Le camp de la Porte de la Villette a été évacué ce matin 04 février, quelque 400 migrants y vivaient. ©Wasi Mohsin/InfoMigrants
Le camp de la Porte de la Villette a été évacué ce matin 04 février, quelque 400 migrants y vivaient. ©Wasi Mohsin/InfoMigrants

Le dernier campement de migrants de Paris, situé porte de la Villette, a été évacué mardi matin par la police. Les 427 personnes qui y vivaient ont été mises à l’abri dans des gymnases et des centres d'accueil franciliens.

C’était le dernier campement de migrants de Paris. Mardi 4 février, la police a évacué les tentes installées porte de la Villette, notamment au bord du canal Saint-Denis, dans le nord de Paris.

Au total, "427 personnes dont 4 quatre femmes ont été mises à l'abri ce matin lors de l'opération menée à la Porte de la Villette", a indiqué à l’AFP la préfecture de la région Ile-de-France (Prif), qui gère les "mises à l'abri".

Ces personnes sont montées dans des cars vers des gymnases et des centres d'accueil franciliens, où "il restait de la place" après l'évacuation de la Porte d'Aubervilliers, précise la préfecture.

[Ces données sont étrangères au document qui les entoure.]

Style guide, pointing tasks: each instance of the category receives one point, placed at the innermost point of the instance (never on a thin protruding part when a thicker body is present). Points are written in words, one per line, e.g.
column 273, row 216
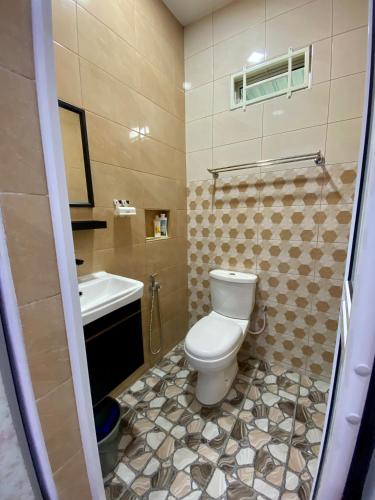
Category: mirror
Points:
column 76, row 155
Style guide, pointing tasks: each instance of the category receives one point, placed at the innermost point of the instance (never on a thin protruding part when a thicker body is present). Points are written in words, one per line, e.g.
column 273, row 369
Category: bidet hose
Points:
column 261, row 330
column 154, row 288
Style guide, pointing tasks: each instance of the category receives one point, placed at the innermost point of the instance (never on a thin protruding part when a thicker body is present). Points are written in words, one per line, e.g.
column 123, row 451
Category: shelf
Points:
column 149, row 222
column 83, row 225
column 157, row 238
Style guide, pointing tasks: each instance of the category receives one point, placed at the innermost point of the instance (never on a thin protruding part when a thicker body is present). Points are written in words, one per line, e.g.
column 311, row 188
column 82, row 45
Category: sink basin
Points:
column 102, row 293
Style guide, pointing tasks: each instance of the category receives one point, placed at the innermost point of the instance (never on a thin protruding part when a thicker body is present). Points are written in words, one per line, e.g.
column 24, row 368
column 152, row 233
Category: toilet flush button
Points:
column 362, row 370
column 353, row 418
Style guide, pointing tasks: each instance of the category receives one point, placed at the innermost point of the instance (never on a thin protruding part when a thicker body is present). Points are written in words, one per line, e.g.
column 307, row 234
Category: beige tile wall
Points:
column 122, row 61
column 26, row 215
column 288, row 225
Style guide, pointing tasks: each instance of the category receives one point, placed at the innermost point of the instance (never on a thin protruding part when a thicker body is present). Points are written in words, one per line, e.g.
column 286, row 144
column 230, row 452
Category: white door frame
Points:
column 356, row 333
column 62, row 230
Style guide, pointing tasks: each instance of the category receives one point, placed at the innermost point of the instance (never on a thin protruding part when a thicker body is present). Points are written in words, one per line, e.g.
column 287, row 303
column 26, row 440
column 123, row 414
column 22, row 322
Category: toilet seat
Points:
column 213, row 337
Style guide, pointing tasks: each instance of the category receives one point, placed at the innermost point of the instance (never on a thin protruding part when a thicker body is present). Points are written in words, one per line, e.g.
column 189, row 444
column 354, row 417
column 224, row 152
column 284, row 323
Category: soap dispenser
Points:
column 163, row 225
column 157, row 233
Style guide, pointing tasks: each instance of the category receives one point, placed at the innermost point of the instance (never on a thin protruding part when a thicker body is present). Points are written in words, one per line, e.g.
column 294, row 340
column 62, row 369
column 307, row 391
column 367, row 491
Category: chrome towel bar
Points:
column 317, row 157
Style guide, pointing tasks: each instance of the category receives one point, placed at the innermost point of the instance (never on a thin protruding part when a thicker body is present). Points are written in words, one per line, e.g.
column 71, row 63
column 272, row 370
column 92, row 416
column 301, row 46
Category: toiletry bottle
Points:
column 163, row 225
column 157, row 227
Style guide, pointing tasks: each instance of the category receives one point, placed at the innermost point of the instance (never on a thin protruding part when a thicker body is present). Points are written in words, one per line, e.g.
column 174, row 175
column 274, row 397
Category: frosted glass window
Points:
column 283, row 75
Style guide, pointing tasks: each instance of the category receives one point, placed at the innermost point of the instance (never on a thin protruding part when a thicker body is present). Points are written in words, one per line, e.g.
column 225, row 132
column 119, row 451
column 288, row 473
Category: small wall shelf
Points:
column 83, row 225
column 149, row 223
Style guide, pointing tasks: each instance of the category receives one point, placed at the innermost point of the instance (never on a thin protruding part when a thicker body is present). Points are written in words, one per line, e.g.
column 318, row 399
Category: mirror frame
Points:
column 86, row 156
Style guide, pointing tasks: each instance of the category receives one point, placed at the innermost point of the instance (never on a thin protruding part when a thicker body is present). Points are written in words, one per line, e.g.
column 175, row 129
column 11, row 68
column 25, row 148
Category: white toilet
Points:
column 211, row 345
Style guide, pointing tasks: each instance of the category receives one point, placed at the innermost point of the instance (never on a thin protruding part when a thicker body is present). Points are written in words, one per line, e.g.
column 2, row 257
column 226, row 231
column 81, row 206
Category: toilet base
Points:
column 213, row 386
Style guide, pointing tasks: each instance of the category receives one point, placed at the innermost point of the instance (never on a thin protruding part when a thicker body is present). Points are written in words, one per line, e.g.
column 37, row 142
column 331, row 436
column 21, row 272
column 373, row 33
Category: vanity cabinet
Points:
column 114, row 349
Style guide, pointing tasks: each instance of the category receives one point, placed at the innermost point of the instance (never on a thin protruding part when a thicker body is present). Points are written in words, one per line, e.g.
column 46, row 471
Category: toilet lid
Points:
column 212, row 337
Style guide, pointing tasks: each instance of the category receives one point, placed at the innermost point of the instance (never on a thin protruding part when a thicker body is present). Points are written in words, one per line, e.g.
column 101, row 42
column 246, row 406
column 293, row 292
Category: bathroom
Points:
column 183, row 256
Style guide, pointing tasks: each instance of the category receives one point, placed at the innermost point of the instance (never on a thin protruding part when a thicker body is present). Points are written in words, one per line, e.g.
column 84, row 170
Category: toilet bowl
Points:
column 211, row 345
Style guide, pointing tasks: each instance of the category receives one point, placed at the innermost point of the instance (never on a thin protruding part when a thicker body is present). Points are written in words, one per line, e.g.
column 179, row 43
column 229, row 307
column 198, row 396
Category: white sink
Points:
column 102, row 293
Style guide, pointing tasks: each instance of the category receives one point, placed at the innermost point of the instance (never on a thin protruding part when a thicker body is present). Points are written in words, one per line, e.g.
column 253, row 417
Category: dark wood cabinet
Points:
column 114, row 349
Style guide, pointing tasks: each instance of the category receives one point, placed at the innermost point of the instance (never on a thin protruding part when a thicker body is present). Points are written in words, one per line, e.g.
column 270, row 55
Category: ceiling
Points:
column 188, row 11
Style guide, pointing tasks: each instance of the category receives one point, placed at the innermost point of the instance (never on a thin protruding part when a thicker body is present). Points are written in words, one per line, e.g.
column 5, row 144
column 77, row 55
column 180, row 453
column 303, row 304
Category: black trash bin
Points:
column 107, row 415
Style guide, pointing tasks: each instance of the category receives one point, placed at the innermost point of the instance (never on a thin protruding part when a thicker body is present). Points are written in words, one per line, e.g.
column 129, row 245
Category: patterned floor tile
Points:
column 261, row 442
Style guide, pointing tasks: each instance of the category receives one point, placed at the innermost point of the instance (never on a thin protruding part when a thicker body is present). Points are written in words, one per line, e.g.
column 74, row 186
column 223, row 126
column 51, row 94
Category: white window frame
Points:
column 236, row 77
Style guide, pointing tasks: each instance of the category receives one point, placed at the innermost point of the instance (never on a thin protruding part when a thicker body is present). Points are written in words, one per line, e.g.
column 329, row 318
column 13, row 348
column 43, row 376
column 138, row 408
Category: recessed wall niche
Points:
column 150, row 215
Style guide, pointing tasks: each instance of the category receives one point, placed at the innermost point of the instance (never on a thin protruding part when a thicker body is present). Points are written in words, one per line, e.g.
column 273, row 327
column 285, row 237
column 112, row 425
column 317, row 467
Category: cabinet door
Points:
column 113, row 354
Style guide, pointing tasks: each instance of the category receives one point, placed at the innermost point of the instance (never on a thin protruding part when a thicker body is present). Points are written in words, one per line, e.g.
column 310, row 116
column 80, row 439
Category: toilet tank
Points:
column 232, row 293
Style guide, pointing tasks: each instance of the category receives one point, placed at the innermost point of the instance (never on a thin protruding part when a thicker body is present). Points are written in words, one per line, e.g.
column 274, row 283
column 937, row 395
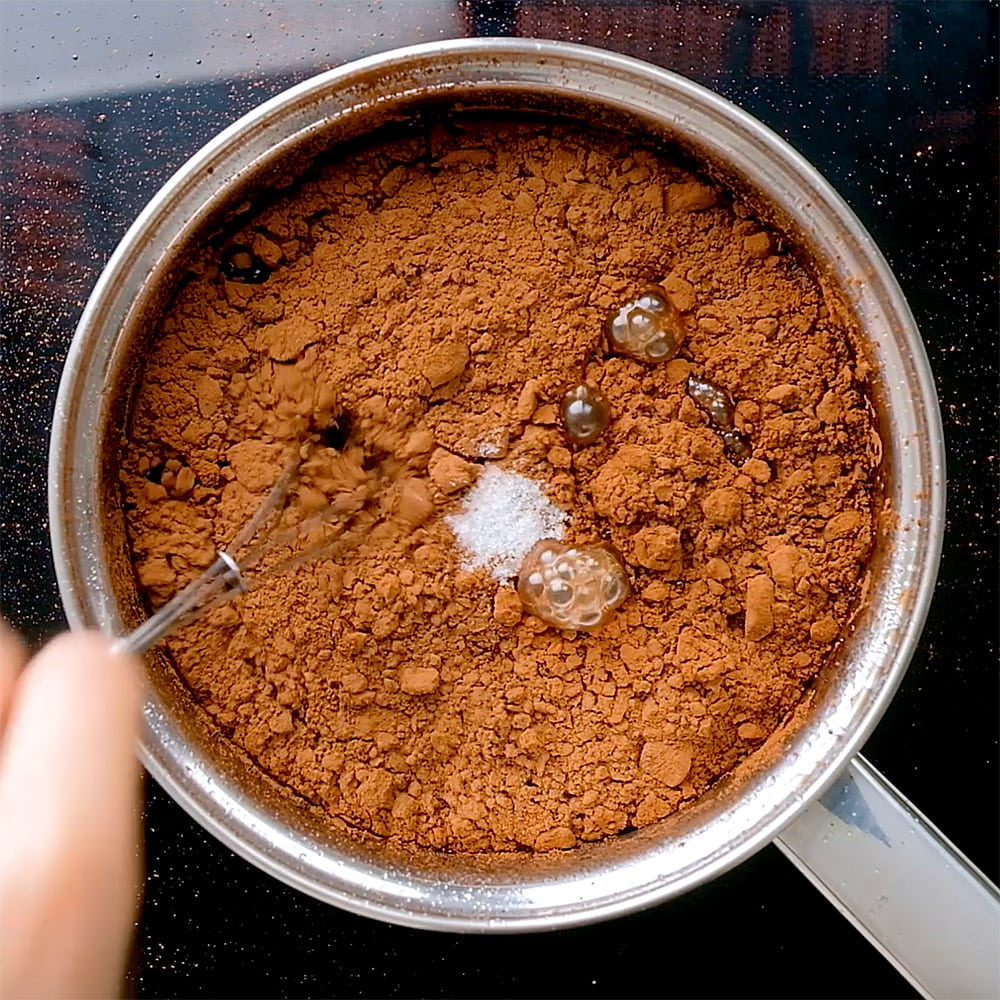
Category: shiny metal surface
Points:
column 599, row 880
column 894, row 875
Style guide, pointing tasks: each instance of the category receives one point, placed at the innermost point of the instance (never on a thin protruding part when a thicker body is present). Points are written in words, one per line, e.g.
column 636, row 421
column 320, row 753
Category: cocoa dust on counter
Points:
column 439, row 292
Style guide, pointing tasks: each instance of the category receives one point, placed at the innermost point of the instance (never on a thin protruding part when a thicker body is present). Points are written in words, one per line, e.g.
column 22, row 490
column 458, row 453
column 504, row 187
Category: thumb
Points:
column 69, row 829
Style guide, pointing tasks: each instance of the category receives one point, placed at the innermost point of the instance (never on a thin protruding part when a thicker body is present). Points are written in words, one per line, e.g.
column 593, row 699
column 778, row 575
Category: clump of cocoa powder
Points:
column 443, row 290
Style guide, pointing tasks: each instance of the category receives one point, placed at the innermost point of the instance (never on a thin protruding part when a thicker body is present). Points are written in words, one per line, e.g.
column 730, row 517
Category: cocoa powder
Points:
column 438, row 293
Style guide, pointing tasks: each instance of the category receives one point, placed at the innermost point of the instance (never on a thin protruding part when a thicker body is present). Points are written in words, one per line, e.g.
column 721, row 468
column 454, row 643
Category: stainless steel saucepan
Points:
column 838, row 820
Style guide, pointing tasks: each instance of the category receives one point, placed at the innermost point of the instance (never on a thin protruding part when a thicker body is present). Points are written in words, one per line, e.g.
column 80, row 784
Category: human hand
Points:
column 69, row 817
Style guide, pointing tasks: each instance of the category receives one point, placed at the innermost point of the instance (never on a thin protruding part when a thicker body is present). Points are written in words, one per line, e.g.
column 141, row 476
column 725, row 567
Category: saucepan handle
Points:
column 922, row 903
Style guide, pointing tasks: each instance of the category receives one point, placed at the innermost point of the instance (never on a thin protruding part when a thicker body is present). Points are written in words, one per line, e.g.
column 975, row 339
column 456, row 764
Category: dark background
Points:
column 896, row 103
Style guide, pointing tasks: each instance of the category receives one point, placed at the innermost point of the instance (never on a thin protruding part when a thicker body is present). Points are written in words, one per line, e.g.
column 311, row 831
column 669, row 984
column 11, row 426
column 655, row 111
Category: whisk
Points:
column 227, row 576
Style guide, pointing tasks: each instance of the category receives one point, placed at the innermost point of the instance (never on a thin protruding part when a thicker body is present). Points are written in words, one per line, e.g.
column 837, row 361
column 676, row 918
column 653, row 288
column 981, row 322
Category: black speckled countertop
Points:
column 895, row 102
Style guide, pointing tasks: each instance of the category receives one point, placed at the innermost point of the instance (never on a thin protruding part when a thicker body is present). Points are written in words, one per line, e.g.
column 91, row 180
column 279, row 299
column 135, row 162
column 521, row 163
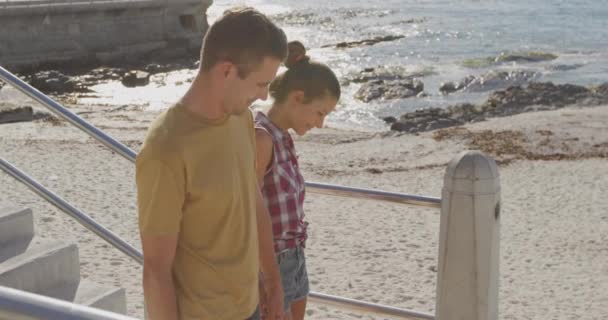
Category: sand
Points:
column 554, row 227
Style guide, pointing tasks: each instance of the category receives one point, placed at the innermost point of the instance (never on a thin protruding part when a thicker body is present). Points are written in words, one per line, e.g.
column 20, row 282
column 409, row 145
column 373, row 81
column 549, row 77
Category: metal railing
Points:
column 129, row 154
column 17, row 304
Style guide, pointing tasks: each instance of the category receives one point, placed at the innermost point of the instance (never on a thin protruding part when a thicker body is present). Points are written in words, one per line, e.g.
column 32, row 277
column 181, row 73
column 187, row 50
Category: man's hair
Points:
column 244, row 37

Ce démantèlement survient une semaine après l'évacuation encadrée par un important dispositif policier du camp voisin de la Porte d'Aubervilliers, d'où plus de 1 400 migrants avaient été délogés d'un bidonville en bordure du périphérique.

"Il n'y a plus de campements, c'était l'idée. Et la police va surveiller ce site pour éviter les réinstallations comme elle le fait pour la Porte d'Aubervilliers et la Porte de la Chapelle", souligne-t-on à la Prif.

Selon l’arrêté pris par la préfecture, l'évacuation de la Porte de la Villette était indispensable, la situation devenant explosive pour les migrants qui vivaient dans le campement, dans une "situation sanitaire fortement dégradée sur les sites les accueillant, qui sont jonchés de déchets et d'immondices, parcourus de rats et dégagent une odeur pestilentielle et nauséabonde d'urines et d'excréments".

Le ministre de l'Intérieur Christophe Castaner s'était engagé en novembre dernier à évacuer tous les campements de migrants du nord-est parisien avant fin 2019.

La préfecture de police a depuis opéré un tour de vis sécuritaire, en implantant d'imposants dispositifs policiers sur tous les sites évacués pour empêcher les reformations de camps, à commencer par la Porte de la Chapelle depuis le 7 novembre. "Nous ne recommencerons pas un cycle infini évacuations/réinstallations", avait affirmé la semaine dernière le préfet de police Didier Lallement.

L'association Utopia 56 redoute que cette politique ne provoque "un cycle d'errance" pour les migrants et signale qu'un campement avec une quarantaine de tentes s'est déjà installé ces derniers jours le long du canal à Saint-Denis, en région parisienne. "On met en place des évacuations mais on sait très bien que les 2/3 n'ont pas le droit à un logement car beaucoup sont des dublinés dit 'en fuite'", souffle Florent Boyer d'Utopia 56.